When a search algorithm finds the goal, it must be able to return best path to the goal. So, during search, each seen state must remember the best path back to the start state. To do this efficiently, each state stores a pointer to the previous state in the best path. When the goal is found, we retrieve the best path by chaining backwards until we reach the start state.
We can dramatically improve the low-memory version of DFS by running it with a progressively increasing bound on the maximum path length. This is a bit like having a dog running around you on a leash, and gradually letting the leash out. Specifically:
For k = 1 to infinityRun DFS but stop whenever a path contains at least k states.
Halt when we find a goal state
This is called "iterative deepening." Its properties
Each iteration repeats the work of the previous one. So iterative deepening is most useful when the new search area at distance k is large compared to the area search in previous iterations, so that the search at distance k is dominated by the paths of length k.

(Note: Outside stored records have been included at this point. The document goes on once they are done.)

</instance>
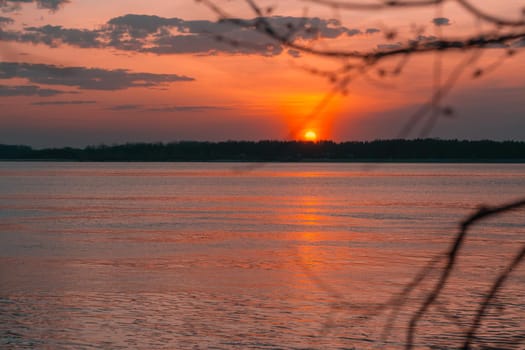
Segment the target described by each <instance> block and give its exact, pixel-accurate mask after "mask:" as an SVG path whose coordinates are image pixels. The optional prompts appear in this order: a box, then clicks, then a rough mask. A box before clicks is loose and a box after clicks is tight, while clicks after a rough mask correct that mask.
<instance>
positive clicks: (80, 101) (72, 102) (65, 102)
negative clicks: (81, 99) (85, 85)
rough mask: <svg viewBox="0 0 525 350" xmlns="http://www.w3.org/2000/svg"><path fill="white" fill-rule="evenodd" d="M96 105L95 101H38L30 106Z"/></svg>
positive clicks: (35, 102)
mask: <svg viewBox="0 0 525 350" xmlns="http://www.w3.org/2000/svg"><path fill="white" fill-rule="evenodd" d="M94 103H97V101H86V100H78V101H75V100H73V101H39V102H33V103H32V105H34V106H62V105H88V104H94Z"/></svg>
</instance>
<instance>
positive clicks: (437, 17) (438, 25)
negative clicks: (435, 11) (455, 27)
mask: <svg viewBox="0 0 525 350" xmlns="http://www.w3.org/2000/svg"><path fill="white" fill-rule="evenodd" d="M432 23H434V25H436V26H449V25H451V24H452V23H451V22H450V19H448V18H445V17H436V18H434V19H432Z"/></svg>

These conditions don't hold for 2D mazes. The search area at radius k is proportional to k, whereas the area inside that radius is proportional to \(k^2\).
However, suppose that the search space looks like a 4-ary tree. We know from discrete math that there are \(4^k\) nodes at level k. Using a geometric series, we find that there are \(1/3\cdot (4^k -1)\) nodes in levels 1 through k-1. So the nodes in the lowest level dominate the search. This type of situation holds (approximately) for big games such as chess.
Backwards and bidirectional search are basically what they sound like. Backwards search is like forwards search except that you start from the goal. In bidirectional search, you run two parallel searches, starting from start and goal states, in hopes that they will connect at a shared state. These approaches are useful only in very specific situations.
Backwards search makes sense when you have relatively few goal states, known at the start. This often fails, e.g. chess has a huge number of winning board configurations. Also, actions must be easy to run backwards (often true).
Example: James Bond is driving his Lexus in central Boston and wants to get to Dr. Evil's lair in Hawley, MA (population 337). There's a vast number of ways to get out of Boston but only one road of significant size going through Hawley. In that situation, working backwards from the goal might be much better than working forwards from the starting state.